なお、当時の日本の農林省は「バウアー」を「純農民」と訳しているらしい。へぇー×2。

2021-06-18 15:47:54
荒木優太 @arishima_takeo

「ナチスは国民社会主義の理念に反する芸術を「アスファルト芸術」と呼び、「血と土の芸術」の敵とした」(藤原辰史『農の原理の史的研究』237)。アスファルトに咲く花のように♪

2021-06-18 15:57:19
荒木優太 @arishima_takeo

「農業を中心とする生命現象をダイナミックに論じようとして、各学問分野を統合しようとする横井と吉岡の共通のトラップは、大きな権威から自分を振り払うことの難しさであった」(藤原辰史『農の原理の史的研究』297)。横井時敬の場合は国家主義、吉岡金市の場合はスターリニズム。なるほど。

2021-06-18 18:06:32
荒木優太 @arishima_takeo

藤原辰史『農の原理の史的研究』読了。
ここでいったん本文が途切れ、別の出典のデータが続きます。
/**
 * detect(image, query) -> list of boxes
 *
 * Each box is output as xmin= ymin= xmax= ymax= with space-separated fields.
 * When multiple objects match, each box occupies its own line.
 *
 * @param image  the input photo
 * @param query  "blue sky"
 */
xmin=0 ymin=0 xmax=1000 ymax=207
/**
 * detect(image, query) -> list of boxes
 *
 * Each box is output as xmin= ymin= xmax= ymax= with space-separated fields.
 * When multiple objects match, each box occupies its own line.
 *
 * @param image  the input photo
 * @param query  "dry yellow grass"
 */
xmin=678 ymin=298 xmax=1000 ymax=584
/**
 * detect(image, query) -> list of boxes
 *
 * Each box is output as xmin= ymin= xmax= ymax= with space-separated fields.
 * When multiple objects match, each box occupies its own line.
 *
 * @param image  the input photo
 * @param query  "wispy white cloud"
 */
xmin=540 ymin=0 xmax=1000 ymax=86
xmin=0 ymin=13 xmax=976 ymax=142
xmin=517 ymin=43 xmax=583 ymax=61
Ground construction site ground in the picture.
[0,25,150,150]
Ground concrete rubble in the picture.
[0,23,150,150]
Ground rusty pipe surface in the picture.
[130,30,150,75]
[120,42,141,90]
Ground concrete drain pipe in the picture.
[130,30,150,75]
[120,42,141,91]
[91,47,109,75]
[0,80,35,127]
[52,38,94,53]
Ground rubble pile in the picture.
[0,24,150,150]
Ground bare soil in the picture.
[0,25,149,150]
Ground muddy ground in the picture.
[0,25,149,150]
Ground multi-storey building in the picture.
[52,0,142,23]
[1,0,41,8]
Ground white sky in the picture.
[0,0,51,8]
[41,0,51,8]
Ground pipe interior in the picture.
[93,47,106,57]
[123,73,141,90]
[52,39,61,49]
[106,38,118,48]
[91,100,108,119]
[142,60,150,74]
途中急を要する仕事をやってたせいで、第四章あたりの論旨を微妙に忘れているのだが、たいへん面白かった。人文書として、考え得る限り最高のものと言いたい気さえする。少なくとも今年のベストは固い。

2021-06-18 18:17:12
荒木優太 @arishima_takeo

外見からは分からないかもしれないが、チャチャーノフと横井時敬のユートピア小説の比較から始まっていくところからしても、これは文学研究として評価すべき書物でもある。こんなのが書けたら気持ちがいいことだろう。

2021-06-18 18:21:11
荒木優太 @arishima_takeo

「チャチャーノフ」は間違えで、正しくは「チャヤーノフ」でした。失礼。

2021-06-18 18:32:08
荒木優太 @arishima_takeo

創元社の「叢書パルマコン」というシリーズの一つのようだが、「農の原理」がまさしくパルマコン(毒/薬)としてある点も粋だ。農業と農学のあいだを行き来することは勿論、煎じ詰めていえばそれは自然科学と社会科学、リアリズムとロマンティシズムの対立のなかで揺れ動くものとしてある。

2021-06-18 18:27:55
荒木優太 @arishima_takeo

隠れテーマが、権威主義(アカデミズム=農「学」は現場から離れた役立たず?)であることも在野研究者として多くの示唆をもらった気がする。